Blocking and Movement
In theater, blocking is the process of planning the actors’ physical movements and positions. Be sure to show respect and establish trust when working with scene partners. As you prepare to block this scene, ask yourself the following questions:
- What scenic elements do you imagine are present in this scene? Shakespeare doesn’t usually require much scenery, but the previous scene requires some hiding places for Benedick. Do you imagine using some of that scenery, or would you prefer to move quickly away from the scenery and toward the audience?
- Since he is alone on stage, you might think Benedick is speaking to himself, but the most important goal for an actor in any soliloquy is to reach out to an audience and appeal to them. Comic soliloquies like this one deliberately break the fourth wall and speak directly to the audience. How can your movements and gaze best reach the audience and hold their attention?
- The speech has many pauses and shifts as Benedick works through his argument. Can you use those as opportunities to shift your attention or move toward another section of the audience?
- This is not a soliloquy in which the speaker struggles to make up his mind. Benedick explains right away that the love he now thinks Beatrice has for him “must be requited.” Instead, the bulk of this speech is his attempt to work out a defense against the criticism he might get from friends for changing from someone who despises love and marriage to someone who seeks it. What can you do to emphasize the moments where he arrives at a particularly good turn of phrase?
- Benedick is smart and self-aware. He clearly knows that many of his arguments, such as “the world must be peopled,” are ridiculous and over the top, but the speech won’t be as funny if it looks like he is laughing at himself. Think about how you can maintain a deadpan delivery while leaning into exaggeration and logical flaws.

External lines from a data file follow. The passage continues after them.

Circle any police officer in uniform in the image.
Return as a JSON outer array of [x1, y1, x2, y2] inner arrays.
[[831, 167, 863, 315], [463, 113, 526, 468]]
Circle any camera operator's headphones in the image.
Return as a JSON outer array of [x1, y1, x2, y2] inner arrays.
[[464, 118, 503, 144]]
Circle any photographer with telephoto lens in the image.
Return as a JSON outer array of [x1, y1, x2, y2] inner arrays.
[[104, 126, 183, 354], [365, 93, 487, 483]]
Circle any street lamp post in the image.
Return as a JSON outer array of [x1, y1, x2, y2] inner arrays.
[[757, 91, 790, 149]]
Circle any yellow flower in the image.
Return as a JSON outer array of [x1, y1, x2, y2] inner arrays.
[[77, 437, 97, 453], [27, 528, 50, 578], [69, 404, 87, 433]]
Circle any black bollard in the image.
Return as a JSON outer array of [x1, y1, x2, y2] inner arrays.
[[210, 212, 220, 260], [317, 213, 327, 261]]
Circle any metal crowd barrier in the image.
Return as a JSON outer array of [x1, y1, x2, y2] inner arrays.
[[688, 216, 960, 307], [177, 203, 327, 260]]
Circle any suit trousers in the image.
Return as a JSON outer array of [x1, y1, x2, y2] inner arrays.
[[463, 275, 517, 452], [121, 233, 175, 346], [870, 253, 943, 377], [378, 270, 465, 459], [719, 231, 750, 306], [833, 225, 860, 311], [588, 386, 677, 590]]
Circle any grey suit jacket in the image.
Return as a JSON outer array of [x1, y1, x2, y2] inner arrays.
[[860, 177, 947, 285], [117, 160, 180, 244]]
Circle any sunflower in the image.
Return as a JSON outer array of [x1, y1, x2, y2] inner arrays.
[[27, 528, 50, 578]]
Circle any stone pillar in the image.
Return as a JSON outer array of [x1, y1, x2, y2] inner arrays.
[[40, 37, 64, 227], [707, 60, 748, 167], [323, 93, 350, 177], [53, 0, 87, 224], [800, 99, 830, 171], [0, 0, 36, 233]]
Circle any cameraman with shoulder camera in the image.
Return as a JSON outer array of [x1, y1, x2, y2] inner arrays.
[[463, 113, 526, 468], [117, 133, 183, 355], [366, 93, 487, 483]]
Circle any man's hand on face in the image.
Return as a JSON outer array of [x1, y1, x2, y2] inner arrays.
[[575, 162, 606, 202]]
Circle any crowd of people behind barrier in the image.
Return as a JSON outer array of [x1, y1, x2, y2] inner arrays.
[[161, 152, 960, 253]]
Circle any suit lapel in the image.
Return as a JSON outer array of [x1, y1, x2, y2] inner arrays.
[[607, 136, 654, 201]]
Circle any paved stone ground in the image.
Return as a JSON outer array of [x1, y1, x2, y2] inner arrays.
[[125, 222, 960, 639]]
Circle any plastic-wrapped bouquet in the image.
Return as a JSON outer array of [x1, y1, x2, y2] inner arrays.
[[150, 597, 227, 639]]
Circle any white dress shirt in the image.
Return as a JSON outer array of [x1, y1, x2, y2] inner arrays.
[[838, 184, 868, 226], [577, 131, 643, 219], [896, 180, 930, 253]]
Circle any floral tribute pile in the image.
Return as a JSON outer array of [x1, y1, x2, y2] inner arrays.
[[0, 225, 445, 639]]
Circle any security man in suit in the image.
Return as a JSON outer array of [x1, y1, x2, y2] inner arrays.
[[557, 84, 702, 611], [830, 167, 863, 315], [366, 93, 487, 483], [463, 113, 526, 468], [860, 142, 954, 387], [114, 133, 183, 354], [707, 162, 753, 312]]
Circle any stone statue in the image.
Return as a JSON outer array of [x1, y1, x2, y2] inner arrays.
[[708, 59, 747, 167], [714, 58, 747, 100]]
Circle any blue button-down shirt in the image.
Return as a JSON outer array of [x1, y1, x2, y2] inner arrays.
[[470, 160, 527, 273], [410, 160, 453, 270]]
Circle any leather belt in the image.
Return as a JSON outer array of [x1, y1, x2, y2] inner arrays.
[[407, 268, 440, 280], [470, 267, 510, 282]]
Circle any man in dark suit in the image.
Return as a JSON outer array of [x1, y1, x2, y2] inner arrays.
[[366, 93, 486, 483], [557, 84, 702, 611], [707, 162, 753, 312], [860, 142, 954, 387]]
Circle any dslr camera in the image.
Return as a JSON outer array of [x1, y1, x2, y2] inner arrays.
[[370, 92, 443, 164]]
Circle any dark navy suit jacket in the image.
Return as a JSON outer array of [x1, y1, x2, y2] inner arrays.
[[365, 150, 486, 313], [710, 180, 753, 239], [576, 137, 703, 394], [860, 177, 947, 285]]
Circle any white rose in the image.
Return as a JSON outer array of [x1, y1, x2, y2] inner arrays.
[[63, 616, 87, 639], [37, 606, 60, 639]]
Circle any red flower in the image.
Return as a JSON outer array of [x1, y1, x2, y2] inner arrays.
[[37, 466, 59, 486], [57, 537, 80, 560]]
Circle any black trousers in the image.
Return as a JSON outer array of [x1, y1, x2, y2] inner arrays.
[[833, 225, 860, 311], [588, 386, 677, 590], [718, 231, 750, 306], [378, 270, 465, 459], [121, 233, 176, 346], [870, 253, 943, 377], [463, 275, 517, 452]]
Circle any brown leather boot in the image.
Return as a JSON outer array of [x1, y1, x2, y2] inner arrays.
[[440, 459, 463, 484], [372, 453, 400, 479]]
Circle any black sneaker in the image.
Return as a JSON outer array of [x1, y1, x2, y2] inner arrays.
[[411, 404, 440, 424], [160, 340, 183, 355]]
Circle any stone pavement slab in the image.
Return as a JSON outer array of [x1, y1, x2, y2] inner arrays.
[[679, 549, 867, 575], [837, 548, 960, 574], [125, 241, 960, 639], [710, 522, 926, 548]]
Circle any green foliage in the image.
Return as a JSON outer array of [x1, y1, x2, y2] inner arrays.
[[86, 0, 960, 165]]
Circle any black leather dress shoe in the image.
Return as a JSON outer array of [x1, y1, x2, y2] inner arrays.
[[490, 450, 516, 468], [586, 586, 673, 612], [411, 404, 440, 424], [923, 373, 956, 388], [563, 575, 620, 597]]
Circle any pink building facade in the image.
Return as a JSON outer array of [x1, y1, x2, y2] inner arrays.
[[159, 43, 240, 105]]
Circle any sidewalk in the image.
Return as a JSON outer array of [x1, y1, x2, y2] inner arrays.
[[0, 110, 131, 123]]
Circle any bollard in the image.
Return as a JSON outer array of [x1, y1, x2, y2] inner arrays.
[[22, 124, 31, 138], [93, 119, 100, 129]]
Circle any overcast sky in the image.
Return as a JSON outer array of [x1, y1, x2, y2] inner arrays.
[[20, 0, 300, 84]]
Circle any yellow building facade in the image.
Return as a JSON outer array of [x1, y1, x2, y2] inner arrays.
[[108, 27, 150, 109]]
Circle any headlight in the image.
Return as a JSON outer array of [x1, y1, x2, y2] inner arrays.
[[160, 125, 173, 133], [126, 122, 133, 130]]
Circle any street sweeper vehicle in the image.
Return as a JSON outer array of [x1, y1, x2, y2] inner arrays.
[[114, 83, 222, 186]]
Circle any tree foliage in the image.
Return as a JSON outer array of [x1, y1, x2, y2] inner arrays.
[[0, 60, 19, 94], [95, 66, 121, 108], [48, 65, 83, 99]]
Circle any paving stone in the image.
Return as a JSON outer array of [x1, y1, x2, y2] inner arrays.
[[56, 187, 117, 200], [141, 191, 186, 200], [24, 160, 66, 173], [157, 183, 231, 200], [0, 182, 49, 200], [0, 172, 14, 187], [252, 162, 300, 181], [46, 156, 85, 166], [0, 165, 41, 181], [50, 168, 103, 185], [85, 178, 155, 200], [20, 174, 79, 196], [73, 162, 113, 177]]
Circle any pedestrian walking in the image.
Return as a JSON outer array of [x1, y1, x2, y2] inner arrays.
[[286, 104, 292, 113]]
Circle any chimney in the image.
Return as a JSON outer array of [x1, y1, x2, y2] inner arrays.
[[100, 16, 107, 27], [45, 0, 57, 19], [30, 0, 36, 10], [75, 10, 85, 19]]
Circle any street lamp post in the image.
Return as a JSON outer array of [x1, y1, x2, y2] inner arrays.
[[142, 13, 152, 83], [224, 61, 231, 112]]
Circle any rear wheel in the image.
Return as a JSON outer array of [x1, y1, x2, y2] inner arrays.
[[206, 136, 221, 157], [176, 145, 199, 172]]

Meaning in Heightened Language
The first thing to do when approaching a piece of Shakespeare for performance or audition is to closely examine the text so that you have a clear understanding of it. Shakespeare wrote Much Ado About Nothing over 400 years ago, and the words Benedick uses are different from modern English. Begin by studying Act III, scene ii of SparkNotes’ No Fear Translation of Much Ado About Nothing, so you can be sure to know what each unfamiliar word or phrase means.
The language of this passage is mostly conversational, but Benedick’s method relies on two things the Elizabethans were fond of: legal defense and aphorisms. Elizabethan society was more litigious even than our own, and they loved a good legal argument. Shakespeare uses such arguments in the sonnets; here, Benedick speaks to the audience as if he is persuading a jury. As you prepare your performance, remember that everything you say should be persuasive, not philosophical or deliberative. The Elizabethans also loved nuggets of wisdom, such as proverbs, mottos, epigrams—aphorisms such as Benedick’s comment, “Happy are they that hear their detractions and can put them to mending.” People in this era admired these kinds of statements because they compressed truths into simple forms but also because they sounded good, which is what Benedick is relying on. Your performance—both your delivery and your movement—should rise to these statements and hold them up before moving on.